Geographical Regressor
A GeographicalRegressor is a spatial machine learning
algorithm used to perform regression by leveraging the existing
scikit-learn regression algorithms which are used to create both, a
global model containing all the observations from the training data and a local model for
each observation and by summing the weighted results of the global model and the local
model.
Both, GeographicalRegressor and
GeographicalClassifier extend the Geographical Random Forest
algorithm by allowing the use of various underlying machine learning algorithms besides
Random Forest and supporting parallelism in the training of local models, ensuring
robust and scalable performance. See [4] for more information on the Geographical Random Forest
algorithm.
This algorithm is useful when there is a high degree of spatial
heterogeneity in the data. This implies that the data behaves differently in different
geographical regions. Hence, it will be hard to fit a single model appropriately. This
algorithm supports any scikit-learn regression algorithms. That means,
for different applications, you can specify the underneath regression algorithm, which
includes random forest, support vector, gradient boosting, and decision tree.

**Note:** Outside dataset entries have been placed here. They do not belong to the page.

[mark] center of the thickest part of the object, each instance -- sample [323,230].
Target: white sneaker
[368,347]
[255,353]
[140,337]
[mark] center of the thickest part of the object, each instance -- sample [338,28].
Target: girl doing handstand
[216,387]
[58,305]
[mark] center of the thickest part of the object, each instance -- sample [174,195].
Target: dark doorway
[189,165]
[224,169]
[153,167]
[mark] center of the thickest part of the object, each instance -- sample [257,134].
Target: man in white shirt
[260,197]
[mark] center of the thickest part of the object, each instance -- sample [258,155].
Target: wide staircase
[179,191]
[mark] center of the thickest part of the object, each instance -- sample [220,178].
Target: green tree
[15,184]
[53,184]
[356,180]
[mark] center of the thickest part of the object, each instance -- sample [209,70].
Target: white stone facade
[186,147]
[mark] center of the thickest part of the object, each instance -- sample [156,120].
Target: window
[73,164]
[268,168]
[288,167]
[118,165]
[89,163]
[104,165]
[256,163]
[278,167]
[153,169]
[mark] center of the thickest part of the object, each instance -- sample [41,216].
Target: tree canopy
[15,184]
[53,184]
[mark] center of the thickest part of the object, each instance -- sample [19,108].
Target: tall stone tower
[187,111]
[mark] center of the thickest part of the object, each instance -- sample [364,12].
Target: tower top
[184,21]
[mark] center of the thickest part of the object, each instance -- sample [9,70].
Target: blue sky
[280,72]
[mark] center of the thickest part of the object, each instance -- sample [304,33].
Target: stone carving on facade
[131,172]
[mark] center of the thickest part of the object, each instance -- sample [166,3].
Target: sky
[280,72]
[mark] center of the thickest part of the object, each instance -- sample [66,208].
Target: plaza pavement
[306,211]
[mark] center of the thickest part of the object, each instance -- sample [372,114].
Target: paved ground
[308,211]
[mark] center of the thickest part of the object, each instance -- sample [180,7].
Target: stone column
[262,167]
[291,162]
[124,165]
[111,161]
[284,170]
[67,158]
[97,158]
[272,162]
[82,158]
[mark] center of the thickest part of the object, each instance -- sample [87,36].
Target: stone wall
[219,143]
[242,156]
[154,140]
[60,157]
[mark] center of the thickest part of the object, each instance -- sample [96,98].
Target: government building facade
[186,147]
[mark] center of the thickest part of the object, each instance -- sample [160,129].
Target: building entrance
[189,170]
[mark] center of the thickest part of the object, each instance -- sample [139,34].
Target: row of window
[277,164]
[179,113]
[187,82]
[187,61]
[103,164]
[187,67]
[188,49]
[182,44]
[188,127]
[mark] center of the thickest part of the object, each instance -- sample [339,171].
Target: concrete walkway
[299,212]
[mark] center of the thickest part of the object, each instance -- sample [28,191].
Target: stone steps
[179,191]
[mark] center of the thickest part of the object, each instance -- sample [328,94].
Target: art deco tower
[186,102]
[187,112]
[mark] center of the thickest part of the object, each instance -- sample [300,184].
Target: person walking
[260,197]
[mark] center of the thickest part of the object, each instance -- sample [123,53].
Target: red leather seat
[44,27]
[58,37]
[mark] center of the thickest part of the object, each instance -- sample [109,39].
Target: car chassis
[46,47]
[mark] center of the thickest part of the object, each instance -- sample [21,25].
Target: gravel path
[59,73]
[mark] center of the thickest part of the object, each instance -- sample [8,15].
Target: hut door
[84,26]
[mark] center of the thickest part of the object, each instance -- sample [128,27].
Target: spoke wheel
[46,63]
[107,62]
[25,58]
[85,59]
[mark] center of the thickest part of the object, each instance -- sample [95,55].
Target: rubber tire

The GeographicalRegressor class implements this regressor. You can
specify the scikit-learn regression algorithm when you create an
instance of this class. First, a global model is built using the parameters provided at
creation time. If the spatial relationship is not specified (by providing
SpatialWeightsDefinition or bandwidth information), it is first
computed. After the spatial relation is defined, several local models are built. The
prediction is performed by locating the local model closer to the data to be predicted
and summing the weighted results of the global model and the local model. Specifically,
the returned prediction is calculated as follows:
local_model_prediction * local_weight + global_model_prediction * (1.0 - local_weight)In the preceding calculation, local_weight can be a default
or specified value.
When using the GeographicalRegressor class, you can specify a
scikit-learn regression algorithm to be used when you create an
instance of this class. The following table describes the principal methods of this
class.
| Method | Description |
|---|---|
fit |
First, the global model is built using the parameters
provided at creation time. If the spatial relationship is not specified
(either by the spatial_weights_definition or the
bandwidth parameter), it is internally computed.
Then, several local models are trained.
|
predict |
The prediction is executed by locating the local model
closer to the data to be predicted and summing the weighted results of
the global and local models. The returned prediction is calculated as
follows:
local_weight is a parameter
that can specified by the user.
|
fit_predict |
Calls the fit and
predict methods sequentially with the training
data.
|
score |
Returns the R-squared statistic for the given data. |
See the GeographicalRegressor class in Python API Reference for Oracle Spatial AI for more information.
The following example uses the houses_full
SpatialDataFrame, with a connection to the
la_median_house_values database table. This table contains housing
information from the city of Los Angeles. The houses_full
instance will be used in this example.
from oraclesai import SpatialDataFrame, DBSpatialDataset
import oml
houses_full = SpatialDataFrame.create(DBSpatialDataset(table='la_median_house_values', schema='oml_user'))
houses_full = houses_full.to_crs('epsg:3857')The code then performs the following steps:
- Defines the target variable (
HOUSE_VALUE_MEDIAN) and the explanatory variables for the regression model. - Splits the data into training and test sets.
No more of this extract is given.